From the previous question, $\alpha_1 = 0$, $\alpha_2 = \frac{\pi}{2}$, $\alpha_3 = 2\pi$, and $\alpha_4 = \frac{5\pi}{2}$.

The area $\beta$ is given by:

$\beta = \int_{\alpha_1}^{\alpha_4} |e^{-x} - e^{-x}(\sin x + \cos x)| dx = \int_{0}^{5\pi/2} e^{-x} |1 - (\sin x + \cos x)| dx$

In $[0, \pi/2]$, $\sin x + \cos x \ge 1$. In $[\pi/2, 2\pi]$, $\sin x + \cos x \le 1$. In $[2\pi, 5\pi/2]$, $\sin x + \cos x \ge 1$.

Let $J(x) = \int e^{-x}(\sin x + \cos x - 1) dx = e^{-x}(1 - \cos x)$.
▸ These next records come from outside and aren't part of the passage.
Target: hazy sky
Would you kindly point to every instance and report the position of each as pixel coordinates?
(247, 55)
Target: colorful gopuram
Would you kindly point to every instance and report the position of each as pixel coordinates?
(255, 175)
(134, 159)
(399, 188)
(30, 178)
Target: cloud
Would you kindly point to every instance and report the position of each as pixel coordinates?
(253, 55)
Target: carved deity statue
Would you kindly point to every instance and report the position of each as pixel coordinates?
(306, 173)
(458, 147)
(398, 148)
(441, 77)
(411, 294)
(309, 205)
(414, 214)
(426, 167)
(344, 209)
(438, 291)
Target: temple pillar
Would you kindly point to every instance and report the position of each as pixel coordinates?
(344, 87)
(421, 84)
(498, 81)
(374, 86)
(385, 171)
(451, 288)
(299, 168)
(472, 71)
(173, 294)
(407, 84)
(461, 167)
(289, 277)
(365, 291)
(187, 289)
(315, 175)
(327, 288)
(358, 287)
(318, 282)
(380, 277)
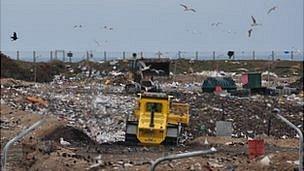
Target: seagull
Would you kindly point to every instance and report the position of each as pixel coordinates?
(249, 32)
(63, 142)
(271, 9)
(14, 37)
(254, 22)
(186, 8)
(143, 66)
(80, 26)
(97, 43)
(216, 24)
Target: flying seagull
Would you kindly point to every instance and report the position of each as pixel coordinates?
(254, 23)
(80, 26)
(186, 8)
(216, 24)
(97, 43)
(249, 32)
(14, 37)
(271, 9)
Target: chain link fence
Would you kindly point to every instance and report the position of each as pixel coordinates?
(76, 56)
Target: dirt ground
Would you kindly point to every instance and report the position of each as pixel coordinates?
(41, 150)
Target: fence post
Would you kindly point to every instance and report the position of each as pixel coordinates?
(18, 55)
(123, 55)
(56, 54)
(35, 68)
(63, 56)
(105, 56)
(87, 55)
(291, 55)
(51, 55)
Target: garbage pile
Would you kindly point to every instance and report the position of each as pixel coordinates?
(81, 104)
(247, 115)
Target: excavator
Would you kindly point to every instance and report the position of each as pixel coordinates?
(143, 72)
(157, 120)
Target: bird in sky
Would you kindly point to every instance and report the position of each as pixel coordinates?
(97, 43)
(254, 23)
(271, 9)
(249, 32)
(63, 142)
(186, 8)
(216, 24)
(14, 36)
(80, 26)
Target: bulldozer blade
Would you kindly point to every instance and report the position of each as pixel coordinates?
(131, 130)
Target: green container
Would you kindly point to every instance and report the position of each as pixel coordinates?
(254, 80)
(226, 83)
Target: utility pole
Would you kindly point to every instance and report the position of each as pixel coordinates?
(35, 67)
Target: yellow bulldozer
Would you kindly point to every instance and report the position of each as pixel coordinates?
(157, 120)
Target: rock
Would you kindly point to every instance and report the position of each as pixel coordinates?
(128, 165)
(265, 161)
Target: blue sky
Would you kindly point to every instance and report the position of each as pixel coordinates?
(142, 25)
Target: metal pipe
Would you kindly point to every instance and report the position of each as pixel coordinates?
(300, 139)
(19, 136)
(179, 156)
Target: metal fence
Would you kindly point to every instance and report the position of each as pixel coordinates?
(76, 56)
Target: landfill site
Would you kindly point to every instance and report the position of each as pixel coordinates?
(152, 114)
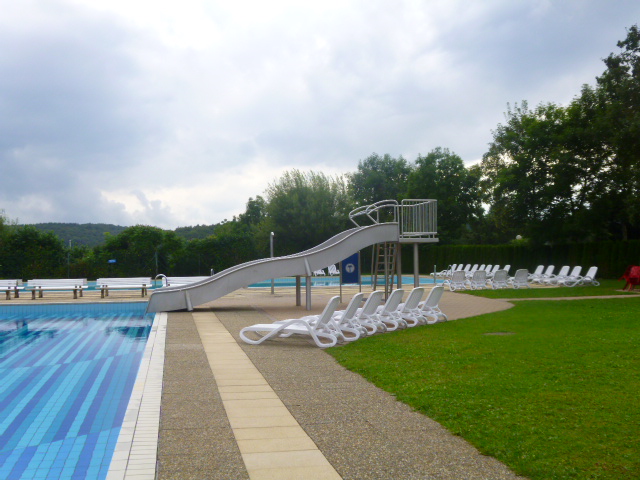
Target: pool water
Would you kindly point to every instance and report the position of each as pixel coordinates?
(334, 281)
(67, 375)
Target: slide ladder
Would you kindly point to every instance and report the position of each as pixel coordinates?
(384, 266)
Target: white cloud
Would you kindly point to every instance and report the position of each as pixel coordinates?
(173, 114)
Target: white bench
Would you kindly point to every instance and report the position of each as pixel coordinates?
(178, 281)
(9, 286)
(39, 285)
(132, 283)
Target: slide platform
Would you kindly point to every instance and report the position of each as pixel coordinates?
(334, 250)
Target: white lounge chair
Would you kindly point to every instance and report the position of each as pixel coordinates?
(572, 279)
(319, 328)
(341, 320)
(472, 271)
(520, 279)
(553, 279)
(409, 311)
(548, 273)
(389, 314)
(430, 312)
(533, 277)
(589, 278)
(447, 271)
(500, 279)
(457, 281)
(478, 280)
(333, 270)
(365, 318)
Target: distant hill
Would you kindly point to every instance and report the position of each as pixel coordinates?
(92, 234)
(89, 234)
(199, 231)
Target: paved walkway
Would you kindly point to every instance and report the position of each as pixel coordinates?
(287, 410)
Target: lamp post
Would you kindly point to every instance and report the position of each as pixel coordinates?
(271, 246)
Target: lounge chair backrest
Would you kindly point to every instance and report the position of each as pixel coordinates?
(521, 277)
(372, 303)
(434, 297)
(328, 311)
(414, 298)
(479, 276)
(459, 276)
(500, 276)
(352, 308)
(393, 301)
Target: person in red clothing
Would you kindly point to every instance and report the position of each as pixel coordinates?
(632, 276)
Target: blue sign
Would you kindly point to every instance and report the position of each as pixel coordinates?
(350, 269)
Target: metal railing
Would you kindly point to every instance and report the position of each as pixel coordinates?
(416, 218)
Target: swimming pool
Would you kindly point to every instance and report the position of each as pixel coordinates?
(67, 374)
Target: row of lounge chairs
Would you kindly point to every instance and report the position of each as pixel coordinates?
(332, 327)
(479, 280)
(566, 277)
(469, 270)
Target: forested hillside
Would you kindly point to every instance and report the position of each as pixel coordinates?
(89, 234)
(93, 234)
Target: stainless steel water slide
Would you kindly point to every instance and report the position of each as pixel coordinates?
(335, 249)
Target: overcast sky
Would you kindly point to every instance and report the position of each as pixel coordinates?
(172, 114)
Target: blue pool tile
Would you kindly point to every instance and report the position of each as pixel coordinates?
(67, 378)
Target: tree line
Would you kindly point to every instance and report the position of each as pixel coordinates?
(552, 174)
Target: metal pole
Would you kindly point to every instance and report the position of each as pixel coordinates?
(399, 264)
(416, 266)
(271, 246)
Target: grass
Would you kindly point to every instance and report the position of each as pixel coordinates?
(606, 287)
(555, 398)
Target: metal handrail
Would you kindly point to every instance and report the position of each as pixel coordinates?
(416, 217)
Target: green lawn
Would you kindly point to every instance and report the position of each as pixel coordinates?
(556, 397)
(606, 287)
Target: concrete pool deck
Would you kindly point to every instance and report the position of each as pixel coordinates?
(286, 409)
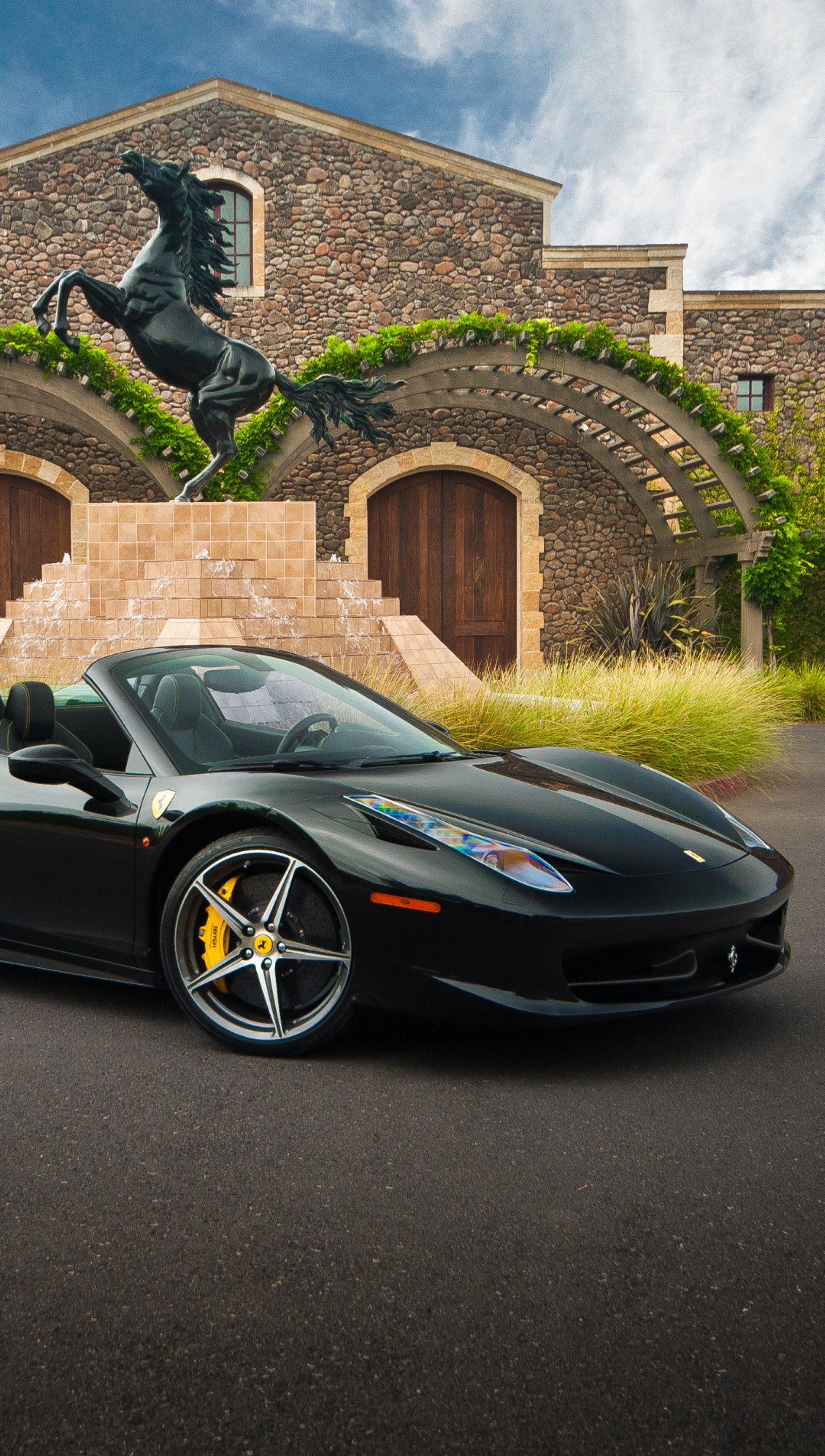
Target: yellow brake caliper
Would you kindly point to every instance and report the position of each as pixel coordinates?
(216, 932)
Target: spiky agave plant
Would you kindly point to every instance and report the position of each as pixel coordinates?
(648, 614)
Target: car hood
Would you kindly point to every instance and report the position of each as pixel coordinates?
(565, 804)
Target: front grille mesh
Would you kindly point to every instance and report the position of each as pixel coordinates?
(667, 970)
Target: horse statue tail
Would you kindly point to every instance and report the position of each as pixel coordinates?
(342, 402)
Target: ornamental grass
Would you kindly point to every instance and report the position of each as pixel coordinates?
(696, 718)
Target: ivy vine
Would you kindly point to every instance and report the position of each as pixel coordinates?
(776, 580)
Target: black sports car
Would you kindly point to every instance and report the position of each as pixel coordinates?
(277, 843)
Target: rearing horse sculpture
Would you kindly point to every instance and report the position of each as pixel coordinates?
(183, 266)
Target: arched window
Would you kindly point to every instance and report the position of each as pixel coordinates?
(236, 213)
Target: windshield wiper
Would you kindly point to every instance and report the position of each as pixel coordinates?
(334, 765)
(409, 757)
(280, 765)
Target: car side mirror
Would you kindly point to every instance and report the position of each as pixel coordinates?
(56, 764)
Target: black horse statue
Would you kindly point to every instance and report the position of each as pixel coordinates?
(183, 266)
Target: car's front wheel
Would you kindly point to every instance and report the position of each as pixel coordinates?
(257, 947)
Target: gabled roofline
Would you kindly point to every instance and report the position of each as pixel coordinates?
(217, 88)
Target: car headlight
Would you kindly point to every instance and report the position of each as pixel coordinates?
(748, 835)
(507, 859)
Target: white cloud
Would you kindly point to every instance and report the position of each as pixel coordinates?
(666, 120)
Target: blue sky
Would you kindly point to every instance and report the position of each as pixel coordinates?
(698, 121)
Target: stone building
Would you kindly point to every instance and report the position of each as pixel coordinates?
(489, 522)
$\beta = [J(x)]_{0}^{\pi/2} + [-J(x)]_{\pi/2}^{2\pi} + [J(x)]_{2\pi}^{5\pi/2}$

$J(0) = 0$

$J(\frac{\pi}{2}) = e^{-\pi/2}$

$J(2\pi) = 0$

$J(\frac{5\pi}{2}) = e^{-5\pi/2}$

$\beta = (e^{-\pi/2} - 0) - (0 - e^{-\pi/2}) + (e^{-5\pi/2} - 0) = 2e^{-\pi/2} + e^{-5\pi/2}$

We need to find the value of:

$-\frac{1}{\pi} \log_e (\beta - 2e^{-\pi/2}) = -\frac{1}{\pi} \log_e (e^{-5\pi/2}) = -\frac{1}{\pi} \left( -\frac{5\pi}{2} \right) = 2.5$.